To make it even more insidious, it thrives on relativism. If it came to us in black robes, smelling of corruption, and showing its full ugliness, it would be easy to turn away in disgust. Of course, evil is far more clever than that, coming to us in seductive garb. It's form is beautiful, and it whispers that it can fulfill our every dream and desire.
That is why the smaller evils are so dangerous. It seems so harmless at first, but it demands more and more to get the same thrill. It becomes a drug, chewing at our entrails, driving us to seek the bigger kick. Furthermore, it will lay two traps, so that a person seeking to avoid one will fall into the other.
So when the fabric of normalcy unravels, and our protagonist is cast into the screaming void of chaos, this is what they are up against. Sometimes, it comes as a bolt out of the blue. Other times, it comes with creeping slowness, and the character might not realize it until they are chest-deep and sinking further. Some characters are able to rise to the challenge, while others are destroyed.
The greatest threat though is their own heart of darkness. The new inward focus on the mentally aberrant and the criminally depraved has had the salutary effect of making this more apparent, but at the cost of pushing us further to the brink of nihilism.
The cult of the antihero is just as strong as ever, and this fascination with the dark side of humanity is alarming. Friedrich Nietzsche once observed,
"One who fights monsters should see that he doesn't become one, and one who looks into the abyss, the abyss looks back into him."
It must never be forgotten that fear is a powerful emotion. However, fiction allows the reader, and the writer, to look at it from a safe remove. However, one who would wield the sword of fear must have a care when doing so. It is a two-sided blade, and it doesn't care what it cuts. Even psychological horror carries its own dangers. Too deep an interest in darkness risks consumption.

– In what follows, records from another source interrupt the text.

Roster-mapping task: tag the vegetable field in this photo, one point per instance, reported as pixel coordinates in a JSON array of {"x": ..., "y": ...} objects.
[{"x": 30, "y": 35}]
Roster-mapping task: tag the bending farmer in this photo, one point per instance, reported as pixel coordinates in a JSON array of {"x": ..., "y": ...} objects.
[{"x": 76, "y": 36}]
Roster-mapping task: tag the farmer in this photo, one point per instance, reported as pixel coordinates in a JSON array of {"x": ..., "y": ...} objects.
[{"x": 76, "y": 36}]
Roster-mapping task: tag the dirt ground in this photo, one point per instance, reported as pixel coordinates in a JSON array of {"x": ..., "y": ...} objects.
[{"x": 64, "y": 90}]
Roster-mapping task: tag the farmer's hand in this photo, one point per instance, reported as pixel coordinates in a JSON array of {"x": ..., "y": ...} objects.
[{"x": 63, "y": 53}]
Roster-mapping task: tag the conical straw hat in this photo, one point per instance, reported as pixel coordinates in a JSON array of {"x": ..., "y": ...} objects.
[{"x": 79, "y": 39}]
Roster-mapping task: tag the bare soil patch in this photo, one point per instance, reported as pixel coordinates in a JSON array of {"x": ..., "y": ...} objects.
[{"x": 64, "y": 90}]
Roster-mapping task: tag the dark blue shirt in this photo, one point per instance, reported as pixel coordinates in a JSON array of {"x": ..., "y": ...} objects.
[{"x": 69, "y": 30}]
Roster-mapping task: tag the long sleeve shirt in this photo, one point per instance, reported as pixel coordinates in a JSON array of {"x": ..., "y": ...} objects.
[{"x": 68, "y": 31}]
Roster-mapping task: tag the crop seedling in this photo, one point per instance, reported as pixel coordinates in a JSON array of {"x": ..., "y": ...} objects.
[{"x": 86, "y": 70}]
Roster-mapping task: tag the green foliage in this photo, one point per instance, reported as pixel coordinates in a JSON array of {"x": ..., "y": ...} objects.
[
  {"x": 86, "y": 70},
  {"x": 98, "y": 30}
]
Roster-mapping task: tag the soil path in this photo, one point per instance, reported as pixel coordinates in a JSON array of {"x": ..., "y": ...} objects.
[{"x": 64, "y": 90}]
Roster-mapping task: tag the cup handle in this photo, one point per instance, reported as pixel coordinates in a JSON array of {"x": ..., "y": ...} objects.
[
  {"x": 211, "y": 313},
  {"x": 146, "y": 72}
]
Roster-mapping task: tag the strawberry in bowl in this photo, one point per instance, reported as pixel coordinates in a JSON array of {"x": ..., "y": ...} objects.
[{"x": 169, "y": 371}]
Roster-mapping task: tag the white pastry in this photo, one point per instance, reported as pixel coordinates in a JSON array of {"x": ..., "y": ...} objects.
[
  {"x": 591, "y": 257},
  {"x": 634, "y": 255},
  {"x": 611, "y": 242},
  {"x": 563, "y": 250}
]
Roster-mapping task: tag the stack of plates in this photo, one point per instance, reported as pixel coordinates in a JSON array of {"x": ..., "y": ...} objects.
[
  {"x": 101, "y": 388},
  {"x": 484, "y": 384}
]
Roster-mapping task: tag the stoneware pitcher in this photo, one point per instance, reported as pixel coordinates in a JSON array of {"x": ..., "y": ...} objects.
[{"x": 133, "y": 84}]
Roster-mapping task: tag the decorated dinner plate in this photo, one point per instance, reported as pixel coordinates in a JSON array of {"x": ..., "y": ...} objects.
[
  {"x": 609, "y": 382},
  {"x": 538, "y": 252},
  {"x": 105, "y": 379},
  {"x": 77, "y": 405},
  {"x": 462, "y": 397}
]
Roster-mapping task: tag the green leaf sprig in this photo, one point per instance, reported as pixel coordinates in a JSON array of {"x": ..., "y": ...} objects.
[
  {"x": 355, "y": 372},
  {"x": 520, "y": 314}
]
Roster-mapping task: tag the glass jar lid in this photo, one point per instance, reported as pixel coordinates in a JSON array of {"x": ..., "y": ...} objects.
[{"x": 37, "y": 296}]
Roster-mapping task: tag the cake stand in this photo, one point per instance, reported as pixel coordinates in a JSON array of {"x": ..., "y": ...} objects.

so what is the overarching point of all this? Just look behind the mask of pop-psychology complacency. The darkness does conceal real dangers, and the most dangerous is the darkness in the human heart. So, when the lights go out, I say, be afraid, be very afraid. The twilight is falling, and I must flee for the safety of the blankets, before the monsters come out. As I bid you adieu, just let me add good night, and pleasant nightmares!